Pemilu di Madura; Pesta Demokrasi Atau Bencana?

Demokrasi, mungkin sebuah kata yang masih asing dalam paradigma masyarakat Madura yang terkenal kolot, keras, namun sangat agamis. Mereka menjadi ikon keterbelakangan dan ketidakberdayaan di tengah kemelut modernisasi yang diusung masyarakat dunia.

Pasca pemilu 9 April lalu, masyarakat ikut merayakan pesta demokrasi ini, meski mereka sendiri tidak tau apa fungsi dan dampak yang akan terjadi selepas pemilu. Sebagaimana yang lalu-lalu, kondisi ekonomi dan pendidikan masyarakat tak akan ada perubahan yang signifikan. Mereka selalu saja dipecundangi para elit politik, diperas, dan diperalat akibat kebodohan.

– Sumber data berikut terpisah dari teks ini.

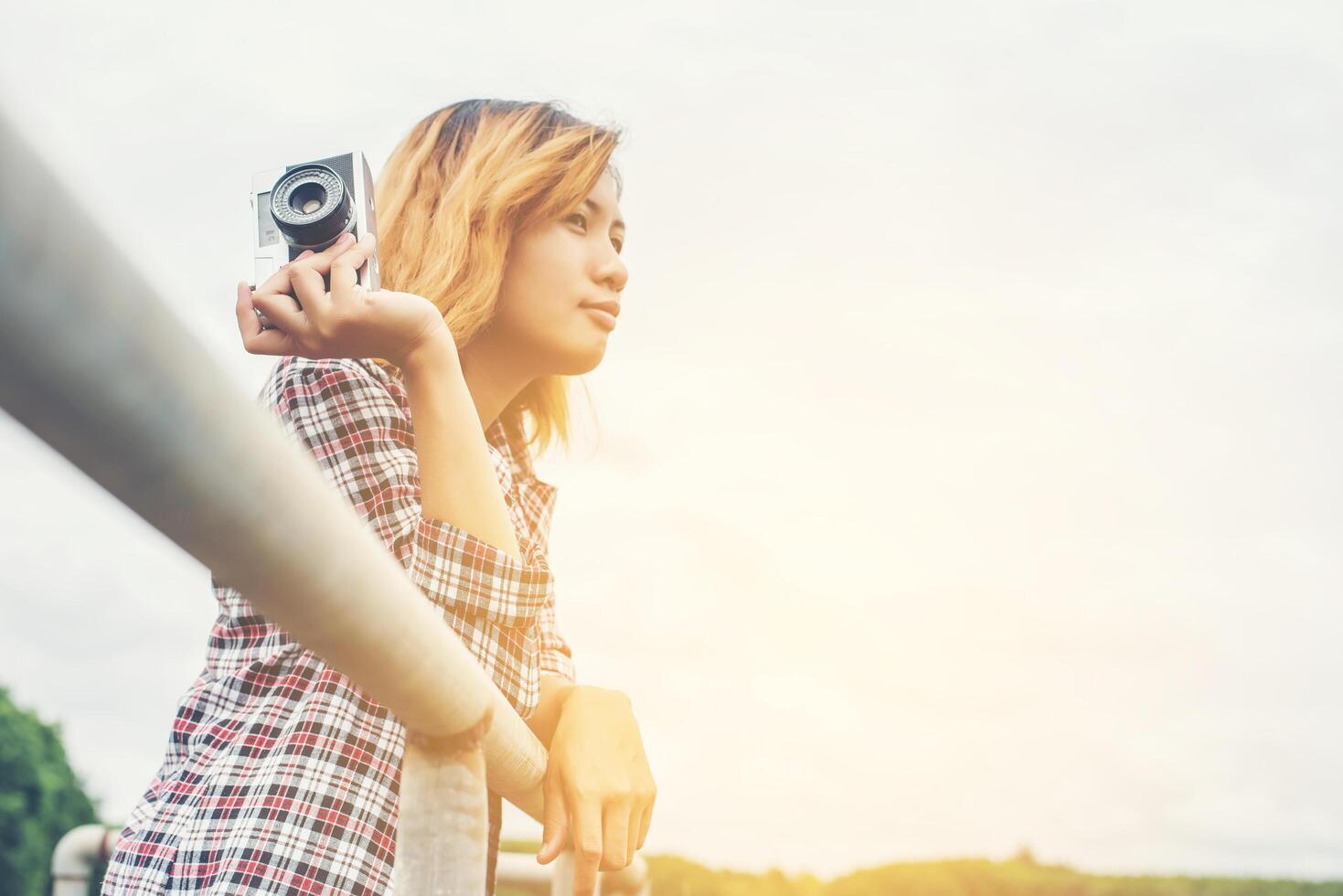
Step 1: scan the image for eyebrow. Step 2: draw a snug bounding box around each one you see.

Semestinya para tokoh di Madura, dari semua elemen masyarakat, bisa lebih cermat membaca situasi krisis ini. Namun seperti agen-agen matang kapitalis, para tokoh ini tak lebih dari lintah yang menghisap materi dan energi warga. Mereka sepertinya sangat paham bahwa pendidikan yang maju akan berdampak negatif pada kedudukan para tokoh ini.

Mewanti-wanti masyarakat dengan dogma-dogma beracun masa jahiliyah menjadi pemandangan yang biasa di madura. Persisnya "Jangan biarkan Masyarakat cerdas, sebab mereka akan menggugat". Sistem aristokrasi yang dijalankan para tokoh sangat manjur menundukkan 'keras kapala' warga. Dari satu sisi, Saya melihat hal ini positif bila diarahkan pada hal-hal yang positif pula, bukan malah dibuat 'sarana' yang merugikan warga.

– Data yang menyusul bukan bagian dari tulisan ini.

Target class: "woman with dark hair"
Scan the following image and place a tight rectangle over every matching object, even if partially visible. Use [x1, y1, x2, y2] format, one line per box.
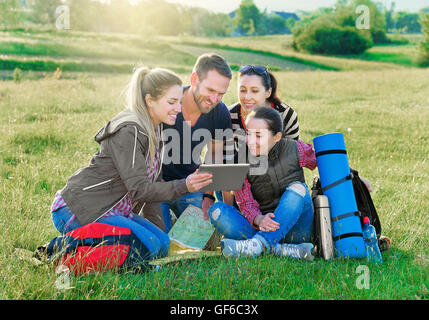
[209, 107, 316, 260]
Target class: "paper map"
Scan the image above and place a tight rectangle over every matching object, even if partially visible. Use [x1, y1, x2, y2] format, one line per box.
[168, 205, 215, 250]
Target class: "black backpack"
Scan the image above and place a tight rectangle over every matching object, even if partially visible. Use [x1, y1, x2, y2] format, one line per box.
[311, 168, 381, 239]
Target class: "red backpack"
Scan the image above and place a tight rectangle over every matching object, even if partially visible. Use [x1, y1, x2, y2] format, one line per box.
[36, 222, 151, 275]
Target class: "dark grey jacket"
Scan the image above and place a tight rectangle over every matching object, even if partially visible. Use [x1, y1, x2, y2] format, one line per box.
[61, 109, 188, 230]
[247, 138, 305, 214]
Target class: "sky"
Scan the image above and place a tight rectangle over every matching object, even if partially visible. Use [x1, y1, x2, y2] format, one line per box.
[167, 0, 429, 13]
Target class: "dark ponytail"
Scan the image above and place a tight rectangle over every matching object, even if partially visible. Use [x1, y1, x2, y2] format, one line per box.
[246, 107, 283, 136]
[267, 72, 282, 106]
[240, 65, 282, 106]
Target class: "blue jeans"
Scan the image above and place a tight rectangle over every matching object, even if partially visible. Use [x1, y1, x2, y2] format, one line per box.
[52, 206, 170, 259]
[161, 192, 204, 233]
[209, 182, 314, 250]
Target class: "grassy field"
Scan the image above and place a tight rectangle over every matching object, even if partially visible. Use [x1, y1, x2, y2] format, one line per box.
[0, 27, 429, 300]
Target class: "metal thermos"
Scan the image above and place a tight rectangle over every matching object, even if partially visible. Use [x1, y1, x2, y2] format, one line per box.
[313, 195, 334, 260]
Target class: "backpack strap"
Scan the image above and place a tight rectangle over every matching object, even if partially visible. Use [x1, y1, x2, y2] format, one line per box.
[331, 211, 362, 222]
[322, 173, 353, 193]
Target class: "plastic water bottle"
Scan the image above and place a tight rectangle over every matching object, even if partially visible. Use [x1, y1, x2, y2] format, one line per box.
[362, 217, 383, 264]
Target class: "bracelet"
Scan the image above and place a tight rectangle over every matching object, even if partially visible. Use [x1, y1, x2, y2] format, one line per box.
[203, 193, 216, 202]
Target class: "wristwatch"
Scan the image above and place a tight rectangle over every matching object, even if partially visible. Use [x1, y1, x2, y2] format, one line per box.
[203, 193, 216, 202]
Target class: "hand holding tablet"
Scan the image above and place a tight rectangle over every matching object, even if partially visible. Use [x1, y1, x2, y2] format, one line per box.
[198, 163, 250, 192]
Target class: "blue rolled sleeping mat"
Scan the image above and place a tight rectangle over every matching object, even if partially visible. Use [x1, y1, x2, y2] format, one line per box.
[313, 133, 366, 258]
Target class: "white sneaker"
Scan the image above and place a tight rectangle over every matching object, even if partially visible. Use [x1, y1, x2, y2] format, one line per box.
[273, 243, 314, 261]
[220, 238, 264, 258]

Beberapa berita pemilu yang terus Saya ikuti, setidaknya ada 2 opsi yang Saya tangkap: 1. Kesadaran warga yang tak mau lagi diinterfensi oknum tertentu katika memilih, terbukti dengan melejitnya perolehan suara Gerindra dan Demokrat di salah satu kota yang menjadi 'sarang' Kyai. Di Bangkalan misalnya, dua Partai ini berhasil mengungguli Partai-partai berbasis NU, yang pada pemilu sebelumnya menang mutlak di daerah ini (baca jawapos 21 April 2009). 2. Beberapa kekhawatiran yang menggelayut di mata, Saya merasa prihatin atas aksi nekat beberapa Caleg yang gagal tidak terpilih, dengan mengerahkan masa menghancurkan kantor camat di Tanah merah-Bangkalan (baca surya.co.id 22 April). Tokoh-tokoh Madura, terlepas berlatar belaknag apa saja, harus ikut andil memajukan pendidikan berpolitik warga. Mereka harus lebih bisa bersikap arif menghadapi pemilu ini, bukan dengan kepala panas.

Kasus pembunuhan ketua Kelompok Penyelenggara Pemungutan Suara (KPPS) desa Sendir Lenteng-Sumenep, Moh Hasyim, yang digorok hingga tewas. Pasti membuat miris para pambacanya (surya.co.id 22 April), tindakan bar-bar seperti ini memang dianggap banyak kalangan sudah mendarah daging dalam tradisi masyarakat Madura. Namun Saya mempunyai pandangan ke depan, bahwa tradisi Carok ini bisa dikerdilkan, asal semua lapisan masyarakat ikut andil dalam memarginalkan tradisi yang turut memberi kesan jelek pada warga Madura secara umum.

Mengapa dari tadi Saya seperti mengkambing hitamkan para tokoh? Hal itu bukan tanpa alasan, dalam banyak kasus, tokoh masyrakat (baca: Kyai) Madura sudah menjadi semacam pemegang otoritas mutlak dalam setiap tindak-tanduk masyarakat, dari mulai masalah yang bersifat duniawi maupun ukhrawi. Mereka adalah poros paling menentukan maju-mundurnya peradaban di Madura.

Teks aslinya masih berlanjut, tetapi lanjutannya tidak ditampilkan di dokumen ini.